Bis heute gehen die Initiativen für Autobahnkirchen "von unten" aus, von Gemeinden, Trägern oder Privatleuten, die Spenden sammeln. "Eine Steuerung durch übergeordnete Stellen gibt es nicht", betont Birgit Krause. Landeskirchen oder Diözesen müssen aber zustimmen, ebenso wie das Bundesverkehrsministerium. Das Interesse hält an: Noch in diesem Jahr soll eine Kapelle an der Raststätte Hamm-Rhynern eröffnet werden, weitere Projekte in Bochum und Siegen sind in Planung.

Unter den Gästen der Autobahnkirchen bilden Männer die Mehrheit, fanden die Forscher der Katholischen Fachhochschule heraus. In Exter stoppen schon morgens um acht Geschäftsreisende in Schlips und Kragen. "Hier können sie Anspannung und Stress ablegen", sagt Pastor Ralf Steiner. "Danach fahren sie ruhiger und sicherer." Auch Menschen, die zu Privatbesuchen oder in Urlaub unterwegs sind, steuern die Gotteshäuser an, mal spontan, mal geplant.

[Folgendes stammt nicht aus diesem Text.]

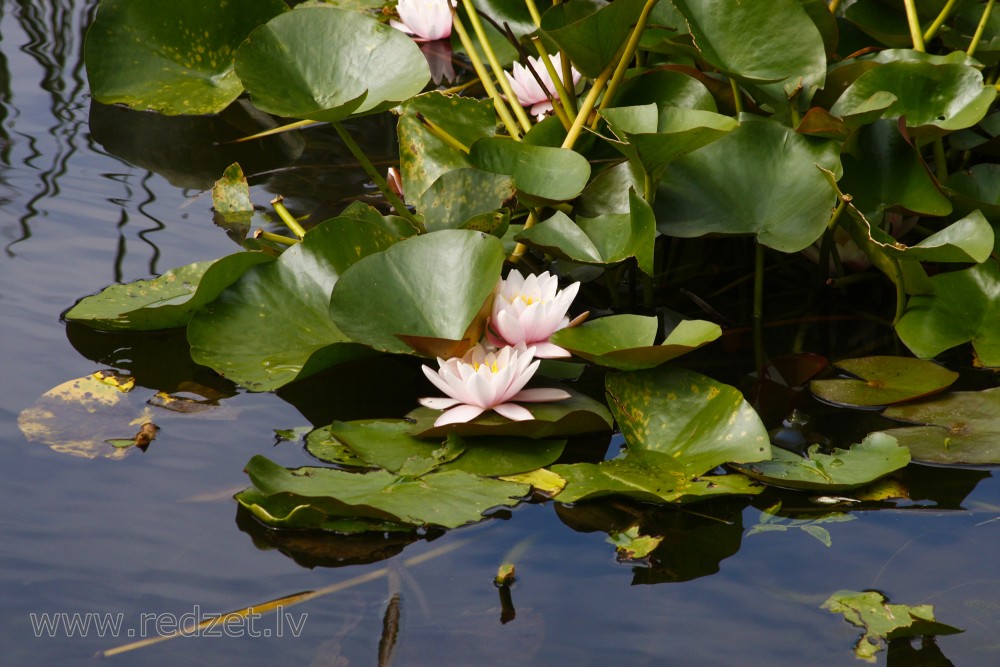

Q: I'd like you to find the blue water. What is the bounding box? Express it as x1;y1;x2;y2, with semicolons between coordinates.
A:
0;0;1000;667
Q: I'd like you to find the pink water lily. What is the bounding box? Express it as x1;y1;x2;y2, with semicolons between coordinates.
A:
389;0;455;41
486;269;585;359
504;53;580;120
420;345;569;426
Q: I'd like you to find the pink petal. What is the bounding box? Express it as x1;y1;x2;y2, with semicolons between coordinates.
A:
511;387;569;403
434;405;485;426
493;403;535;422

Fast alle Besucher gehören einer christlichen Kirche an, die Mehrheit sind eng verbundene und engagierte Mitglieder. Ein missionarischer Vorposten sind Autobahnkirchen also nicht unbedingt, diagnostizieren die Forscher, sondern eher "Teil einer kirchlichen Infrastruktur im Lebensraum von Kirchenmitgliedern". Einfacher formulierte es ein Gast im Anliegenbuch der Kirche von Exter: "Ich konnte hier mal in aller Ruhe über vieles nachdenken und Dich um etwas bitten. Dank dafür!"

Die evangelische Autobahnkirche Exter ist von der A2 über die gleichnamige Ausfahrt aus beiden Richtungen zu erreichen. Sie öffnet jeden Tag von 8 bis 20 Uhr.